Molyneaux, James (nato nel 1920). Leader unionista dell'Ulster. Nato nella contea di Antrim, Molyneaux prestò servizio nella Royal Air Force prima delle elezioni come sindacalista dell'Ulster per Antrim South nel 1970. Quattro anni dopo, succedette a Brian Faulkner e Harry West (che perse il seggio) come leader del partito e tenne il post per ben 21 anni. Profondamente sospettoso dell'accordo anglo-irlandese del 1985, ha perseguito una politica integrazionista, replicando alle grida di "Brits Out!" che "Siamo gli inglesi". Breve di discorso e un membro del comitato per natura, era in netto contrasto con Ian Paisley, il cui più intransigente Partito Democratico Unionista fece breccia nella posizione dell'UU. Ma Molyneaux faceva parte di una lunga serie di politici dell'Ulster a fare troppo affidamento sulla fermezza dei governi britannici.
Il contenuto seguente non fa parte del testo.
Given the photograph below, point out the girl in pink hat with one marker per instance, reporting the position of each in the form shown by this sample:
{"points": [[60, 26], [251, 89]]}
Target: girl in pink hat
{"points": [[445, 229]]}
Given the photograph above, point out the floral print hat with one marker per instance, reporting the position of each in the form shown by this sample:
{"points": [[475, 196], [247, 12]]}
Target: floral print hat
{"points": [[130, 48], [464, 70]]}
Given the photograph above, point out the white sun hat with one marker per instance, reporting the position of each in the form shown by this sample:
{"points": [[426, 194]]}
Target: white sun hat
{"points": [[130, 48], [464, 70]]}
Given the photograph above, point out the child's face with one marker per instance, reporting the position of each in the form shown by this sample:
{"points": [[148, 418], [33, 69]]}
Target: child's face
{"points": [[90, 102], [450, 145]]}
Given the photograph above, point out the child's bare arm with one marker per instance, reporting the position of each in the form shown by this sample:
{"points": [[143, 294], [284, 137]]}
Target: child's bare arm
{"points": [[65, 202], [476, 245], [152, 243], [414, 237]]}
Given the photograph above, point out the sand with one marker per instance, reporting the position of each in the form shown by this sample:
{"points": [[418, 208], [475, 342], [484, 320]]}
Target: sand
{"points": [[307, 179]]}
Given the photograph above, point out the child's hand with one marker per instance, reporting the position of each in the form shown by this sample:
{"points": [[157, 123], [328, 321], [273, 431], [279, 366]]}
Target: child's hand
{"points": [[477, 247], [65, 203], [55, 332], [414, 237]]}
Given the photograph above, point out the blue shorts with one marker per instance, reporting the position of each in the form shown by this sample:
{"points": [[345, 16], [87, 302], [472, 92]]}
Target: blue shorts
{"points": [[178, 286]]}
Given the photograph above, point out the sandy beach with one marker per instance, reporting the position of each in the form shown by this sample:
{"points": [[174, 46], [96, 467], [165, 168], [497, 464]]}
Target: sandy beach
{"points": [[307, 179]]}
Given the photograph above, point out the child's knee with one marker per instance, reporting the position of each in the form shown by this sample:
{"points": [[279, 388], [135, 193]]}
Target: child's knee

Era inquietante nel 1993 quando Albert Reynolds, il taoiseach irlandese e John Major emanarono la Dichiarazione di Downing Street, che annunciava che il governo britannico non aveva `` alcun interesse egoistico, strategico o economico nell'Irlanda del Nord '', ampiamente inteso nei circoli arancioni come un messaggio in codice che si sarebbe ritirato il prima possibile. Questo è stato seguito nel febbraio 1995 da un documento quadro, firmato da Major e dal successore di Reynolds, John Bruton, che prevedeva istituzioni transfrontaliere. La posizione di Molyneaux è stata completamente minata e due mesi dopo aver perso una cruciale elezione suppletiva nel Down North a giugno, si è dimesso e ha preso un titolo nobiliare a vita. L'esperienza di David Trimble, il suo successore, non è stata dissimile.